Peter Denny Strang
- Born: Peter Denny Strang 26 April 1889 London, England
- School: Merchant Taylors School

Rugby union career
- Position: Forward

Amateur team(s)
- Years: Team / Apps / (Points)
- 1907-: Old Merchant Taylors
- 1910-: Surrey

International career
- Years: Team / Apps / (Points)
- 1910: Combined British / 1

= Peter Denny Strang =

British Isles international rugby union player

Peter Denny Strang (born 26 April 1889; date of death unknown) was a British sportsman who played rugby union at an international level, touring Argentina with the 1910 Combined British rugby union side, an early incarnation of the British and Irish Lions.

==Early life==
Peter Denny Strang was born on 26 April 1889, in London, the son of William, an artist and Agnes. He attended Merchant Taylors School where he featured in the School first fifteen rugby squad in 1904–05. He left school in 1905 and for some time studied at Aspatria Agricultural College in Cumberland.

==Rugby union==
Strang played his rugby for his school's old boys club, Old Merchant Taylors. Although he was never selected to play rugby for England, he was selected to tour with the Combined British on the 1910 tour to Argentina where he played in what Argentina count as their first test match.

==Later life==
After Aspatria College, he joined a firm of shipping agents, and was employed in Le Havre, France.

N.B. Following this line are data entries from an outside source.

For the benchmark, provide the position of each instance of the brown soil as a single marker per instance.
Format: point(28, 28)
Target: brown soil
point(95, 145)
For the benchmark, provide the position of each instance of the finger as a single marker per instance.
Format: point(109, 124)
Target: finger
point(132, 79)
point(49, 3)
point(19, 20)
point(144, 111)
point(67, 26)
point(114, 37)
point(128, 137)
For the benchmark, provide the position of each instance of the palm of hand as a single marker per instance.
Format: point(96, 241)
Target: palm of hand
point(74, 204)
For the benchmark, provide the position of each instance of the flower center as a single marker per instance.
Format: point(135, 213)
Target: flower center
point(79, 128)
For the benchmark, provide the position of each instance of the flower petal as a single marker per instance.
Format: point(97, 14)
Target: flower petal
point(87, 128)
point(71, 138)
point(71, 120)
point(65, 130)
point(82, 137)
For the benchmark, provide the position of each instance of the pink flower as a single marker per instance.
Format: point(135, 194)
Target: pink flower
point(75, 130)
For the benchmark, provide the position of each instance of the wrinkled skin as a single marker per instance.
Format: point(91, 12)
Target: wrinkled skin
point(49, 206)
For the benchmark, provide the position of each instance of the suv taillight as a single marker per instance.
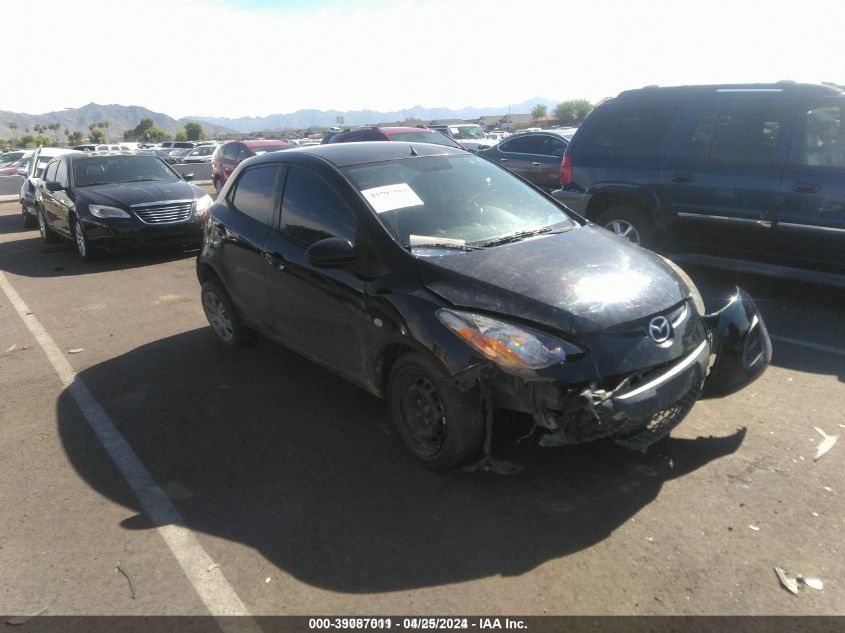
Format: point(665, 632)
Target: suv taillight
point(566, 170)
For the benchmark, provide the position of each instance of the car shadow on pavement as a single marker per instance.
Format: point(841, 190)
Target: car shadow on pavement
point(261, 447)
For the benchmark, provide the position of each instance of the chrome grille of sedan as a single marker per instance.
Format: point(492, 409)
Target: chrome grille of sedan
point(165, 212)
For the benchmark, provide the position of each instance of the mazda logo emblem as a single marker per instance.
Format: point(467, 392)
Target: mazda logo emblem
point(659, 329)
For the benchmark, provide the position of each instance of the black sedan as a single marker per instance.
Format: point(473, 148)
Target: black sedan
point(442, 283)
point(535, 156)
point(114, 202)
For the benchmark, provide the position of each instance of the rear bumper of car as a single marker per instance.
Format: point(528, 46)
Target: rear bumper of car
point(131, 234)
point(641, 408)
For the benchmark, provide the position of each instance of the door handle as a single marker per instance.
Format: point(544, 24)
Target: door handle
point(275, 260)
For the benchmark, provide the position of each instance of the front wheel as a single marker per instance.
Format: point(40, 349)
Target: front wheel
point(632, 223)
point(441, 425)
point(222, 315)
point(83, 247)
point(29, 220)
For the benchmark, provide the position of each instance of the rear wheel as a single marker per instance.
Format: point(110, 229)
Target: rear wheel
point(632, 223)
point(222, 315)
point(442, 426)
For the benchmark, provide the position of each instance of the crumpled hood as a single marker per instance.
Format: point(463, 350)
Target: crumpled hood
point(581, 281)
point(126, 194)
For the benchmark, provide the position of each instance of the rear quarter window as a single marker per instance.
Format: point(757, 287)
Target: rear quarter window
point(630, 130)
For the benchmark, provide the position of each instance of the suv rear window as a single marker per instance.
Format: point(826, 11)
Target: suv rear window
point(629, 130)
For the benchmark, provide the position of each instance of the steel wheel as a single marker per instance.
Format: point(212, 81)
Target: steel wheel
point(218, 317)
point(423, 413)
point(624, 229)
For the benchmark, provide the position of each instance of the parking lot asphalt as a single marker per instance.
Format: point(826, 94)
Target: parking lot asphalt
point(294, 483)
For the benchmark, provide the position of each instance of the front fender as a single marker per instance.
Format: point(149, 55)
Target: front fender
point(741, 344)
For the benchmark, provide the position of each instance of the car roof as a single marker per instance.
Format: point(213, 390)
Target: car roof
point(785, 87)
point(347, 154)
point(264, 142)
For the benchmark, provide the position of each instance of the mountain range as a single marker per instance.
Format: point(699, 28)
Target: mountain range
point(122, 118)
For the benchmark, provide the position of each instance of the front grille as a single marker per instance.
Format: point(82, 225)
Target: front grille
point(166, 212)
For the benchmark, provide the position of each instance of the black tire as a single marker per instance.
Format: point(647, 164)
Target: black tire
point(442, 426)
point(632, 223)
point(29, 221)
point(47, 234)
point(84, 249)
point(223, 316)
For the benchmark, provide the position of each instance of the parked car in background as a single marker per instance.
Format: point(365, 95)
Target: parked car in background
point(32, 179)
point(114, 202)
point(201, 154)
point(408, 134)
point(723, 175)
point(469, 135)
point(229, 155)
point(7, 158)
point(535, 156)
point(448, 286)
point(12, 168)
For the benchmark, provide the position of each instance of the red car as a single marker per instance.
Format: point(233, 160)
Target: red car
point(229, 155)
point(408, 134)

During World War I he voluntarily enlisted on 31 August 1914 with the London Scottish infantry regiment of the British Army as Private No.2522, going on to serve on the Western Front with its 1st Battalion in 1915 as a corporal. He subsequently received a commission as a subaltern with the Army Pay Corps. He resided in the 1920s at No.7 Hamilton Terrace, London NW8.